Comparative study of adatom manipulation on several fcc metal surfaces

TL;DR

This study compares adatom manipulation energy barriers across various fcc metal surfaces, revealing how tip/substrate composition influences lateral and vertical manipulation processes, with implications for nanoscale surface engineering.

Contribution

It provides a systematic analysis of adatom manipulation barriers on different fcc metal surfaces, including heterogeneous systems, using total energy calculations with many-body potentials.

Findings

Manipulation barriers vary significantly among metals.

Ag(111) shows the lowest lateral barrier among homogeneous systems.

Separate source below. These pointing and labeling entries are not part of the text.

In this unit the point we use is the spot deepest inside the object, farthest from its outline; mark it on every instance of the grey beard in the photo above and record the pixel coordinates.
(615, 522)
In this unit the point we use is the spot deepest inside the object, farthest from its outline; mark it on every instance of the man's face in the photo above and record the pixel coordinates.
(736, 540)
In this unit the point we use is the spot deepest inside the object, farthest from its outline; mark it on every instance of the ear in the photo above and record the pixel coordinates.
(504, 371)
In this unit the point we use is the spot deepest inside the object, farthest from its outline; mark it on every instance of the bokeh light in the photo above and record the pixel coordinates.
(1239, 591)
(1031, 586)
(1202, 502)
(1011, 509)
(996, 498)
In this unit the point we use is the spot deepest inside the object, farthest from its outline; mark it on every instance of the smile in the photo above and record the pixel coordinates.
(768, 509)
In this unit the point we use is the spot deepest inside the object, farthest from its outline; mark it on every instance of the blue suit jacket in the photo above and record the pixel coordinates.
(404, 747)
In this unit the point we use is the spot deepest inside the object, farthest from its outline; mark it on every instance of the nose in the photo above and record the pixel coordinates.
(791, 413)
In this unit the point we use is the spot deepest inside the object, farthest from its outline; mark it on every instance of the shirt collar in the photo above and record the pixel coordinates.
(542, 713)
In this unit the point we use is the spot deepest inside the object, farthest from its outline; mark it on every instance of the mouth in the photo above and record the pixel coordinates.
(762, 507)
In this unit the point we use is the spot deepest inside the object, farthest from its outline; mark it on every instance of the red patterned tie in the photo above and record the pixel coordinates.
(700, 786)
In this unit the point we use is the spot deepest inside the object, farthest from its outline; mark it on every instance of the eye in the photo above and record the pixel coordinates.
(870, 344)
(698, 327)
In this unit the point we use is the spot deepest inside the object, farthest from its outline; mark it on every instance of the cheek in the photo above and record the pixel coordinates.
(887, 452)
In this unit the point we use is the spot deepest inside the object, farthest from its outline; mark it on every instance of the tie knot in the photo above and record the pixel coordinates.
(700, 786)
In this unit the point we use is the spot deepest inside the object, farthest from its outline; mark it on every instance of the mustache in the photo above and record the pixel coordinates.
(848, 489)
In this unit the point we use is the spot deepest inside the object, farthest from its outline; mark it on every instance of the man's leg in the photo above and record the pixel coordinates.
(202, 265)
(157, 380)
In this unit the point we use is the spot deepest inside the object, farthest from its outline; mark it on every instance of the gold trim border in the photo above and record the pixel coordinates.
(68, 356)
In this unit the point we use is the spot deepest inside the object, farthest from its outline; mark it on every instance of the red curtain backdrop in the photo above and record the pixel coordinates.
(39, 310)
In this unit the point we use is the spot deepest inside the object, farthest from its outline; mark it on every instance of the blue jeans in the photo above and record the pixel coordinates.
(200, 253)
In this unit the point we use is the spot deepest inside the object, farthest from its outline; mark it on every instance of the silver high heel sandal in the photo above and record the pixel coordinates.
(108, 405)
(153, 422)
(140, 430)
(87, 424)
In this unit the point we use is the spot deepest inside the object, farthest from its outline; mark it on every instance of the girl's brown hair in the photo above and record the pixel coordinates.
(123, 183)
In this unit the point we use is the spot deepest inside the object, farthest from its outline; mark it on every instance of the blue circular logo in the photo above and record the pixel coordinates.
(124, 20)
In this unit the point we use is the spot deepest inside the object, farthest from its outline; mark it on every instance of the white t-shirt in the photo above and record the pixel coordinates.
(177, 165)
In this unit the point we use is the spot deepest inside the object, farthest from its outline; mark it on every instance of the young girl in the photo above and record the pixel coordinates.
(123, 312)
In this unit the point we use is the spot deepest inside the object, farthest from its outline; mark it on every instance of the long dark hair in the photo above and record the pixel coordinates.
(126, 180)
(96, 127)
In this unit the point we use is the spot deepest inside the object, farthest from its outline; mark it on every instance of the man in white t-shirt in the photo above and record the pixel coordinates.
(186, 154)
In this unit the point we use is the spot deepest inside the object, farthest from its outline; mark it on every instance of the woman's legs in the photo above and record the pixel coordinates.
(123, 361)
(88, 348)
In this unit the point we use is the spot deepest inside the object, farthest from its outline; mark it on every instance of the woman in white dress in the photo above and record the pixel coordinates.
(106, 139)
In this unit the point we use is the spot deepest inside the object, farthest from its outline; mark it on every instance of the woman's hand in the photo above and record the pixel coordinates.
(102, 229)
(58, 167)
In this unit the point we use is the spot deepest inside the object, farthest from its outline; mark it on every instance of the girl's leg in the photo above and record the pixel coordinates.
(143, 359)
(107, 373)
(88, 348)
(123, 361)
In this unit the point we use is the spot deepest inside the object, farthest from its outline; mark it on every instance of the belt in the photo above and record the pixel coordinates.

Heterogeneous Cu/Pt systems exhibit asymmetric manipulation ease.

Abstract

For a set of fcc metals our total energy calculations, based on many body potentials, show that activation barriers for lateral manipulation of an adatom at a step edge depend on the tip/substrate composition. Of the six homogeneous systems studied, manipulation on stepped Ag(111) showed the lowest energy barrier for adatom hopping towards the tip, although the relative probability for this process was largest on Cu(111). For a representative Cu/Pt heterogeneous system we find lateral manipulation of a Pt adatom along a step on Pt(111) by a Cu(100) tip to be energetically much less favourable than the reverse case of a Cu adatom manipulated by a Pt(100) tip. In the case of vertical manipulation, atomic relaxations of the tip and its neighbouring atoms are found to be prominent and tip induced changes in the bonding of the adatom to its low coordinated surroundings help explain the relative ease with which an adatom next to a step edge or a kink site, may be pulled, as compared to that on a flat surface.